# Question 3(a):

| Answer/Working | Mark | Guidance |
|---|---|---|
| $\frac{dy}{dx} = \frac{6\cos\theta}{-8\sin\theta}$ or $\frac{2x}{64}+\frac{2y}{36}\frac{dy}{dx}=0$ or $\frac{dy}{dx}=\frac{1}{4}\times\frac{1}{2}(576-9x^2)^{-\frac{1}{2}}\times-18x$ | B1 | Correct statement for, or involving, $\frac{dy}{dx}$ |
| $m_T = -\frac{3\cos\theta}{4\sin\theta} \Rightarrow m_N = -\frac{1}{m_T} = \frac{4\sin\theta}{3\cos\theta}$ | M1 | Finds $\frac{dy}{dx}$ in terms of $\theta$ and applies perpendicular condition |
| $y - 6\sin\theta = \frac{4\sin\theta}{3\cos\theta}(x-8\cos\theta)$ | dM1 | Uses their normal gradient and $P$ to find equation of normal |
| $\Rightarrow 4x\sin\theta - 3y\cos\theta = 14\sin\theta\cos\theta$* | A1* | Correct answer from correct work with at least one intermediate step, no errors |
| | **(4)** | |

# Question 3(b):

| Answer/Working | Mark | Guidance |
|---|---|---|
| $A$ is $\left(\frac{7}{2}\cos\theta, 0\right)$ and $B$ is $\left(0, -\frac{14}{3}\sin\theta\right)$ | B1 | Correct coordinates for $A$ and $B$ (or correct intercepts).

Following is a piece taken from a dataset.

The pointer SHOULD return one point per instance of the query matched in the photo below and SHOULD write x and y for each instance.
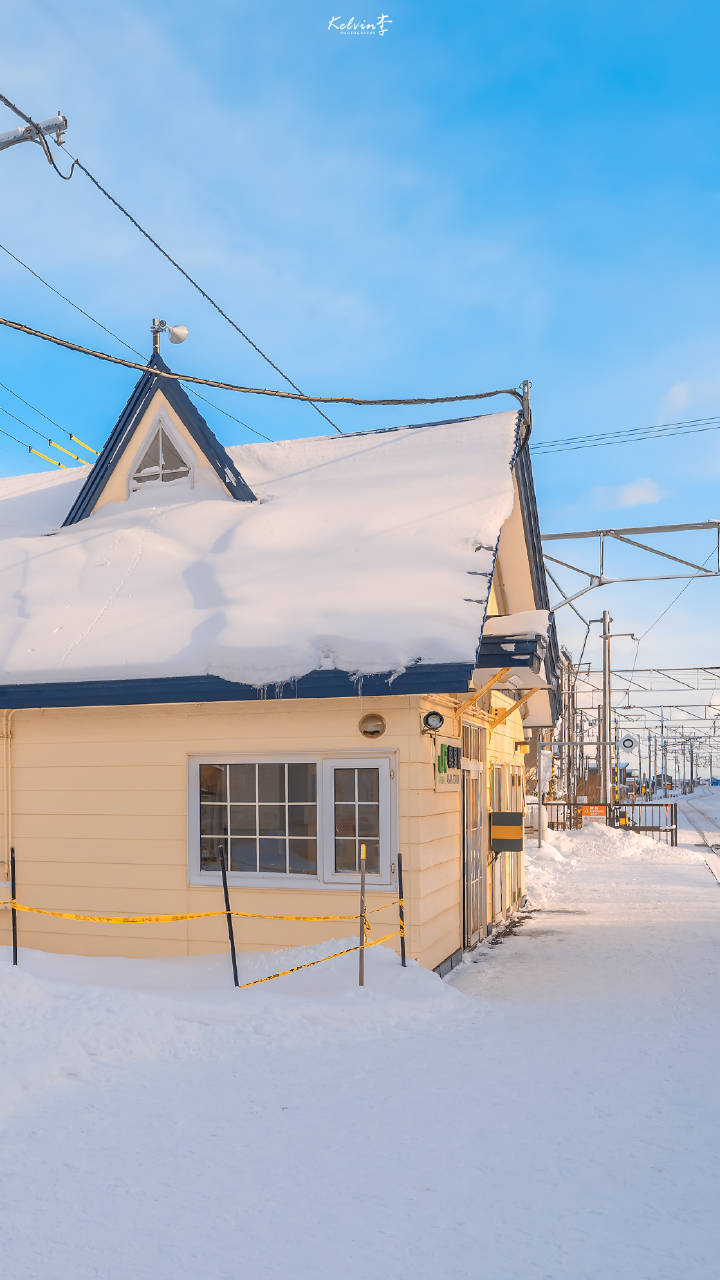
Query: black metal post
(228, 914)
(13, 913)
(401, 910)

Allow unsimplified |
| $M$ is $\left(\frac{\frac{7}{2}\cos\theta}{2}, \frac{-\frac{14}{3}\sin\theta}{2}\right) = \left(\frac{7}{4}\cos\theta, -\frac{7}{3}\sin\theta\right)$ | M1 | Uses $A$ and $B$ to attempt midpoint $M$. May be implied by at least one correct coordinate |
| $\sin^2\theta+\cos^2\theta=1 \Rightarrow \left(-\frac{3}{7}y\right)^2+\left(\frac{4}{7}x\right)^2=1$ | dM1, A1 | Uses $\sin^2\theta+\cos^2\theta=1$ with their $M$ to form equation in $x$ and $y$ only. **Depends on previous mark.** Correct unsimplified equation |
| $\Rightarrow 16x^2+9y^2=49$ | A1 | Correct equation in required form. Allow any integer multiple |
| | **(5)** | |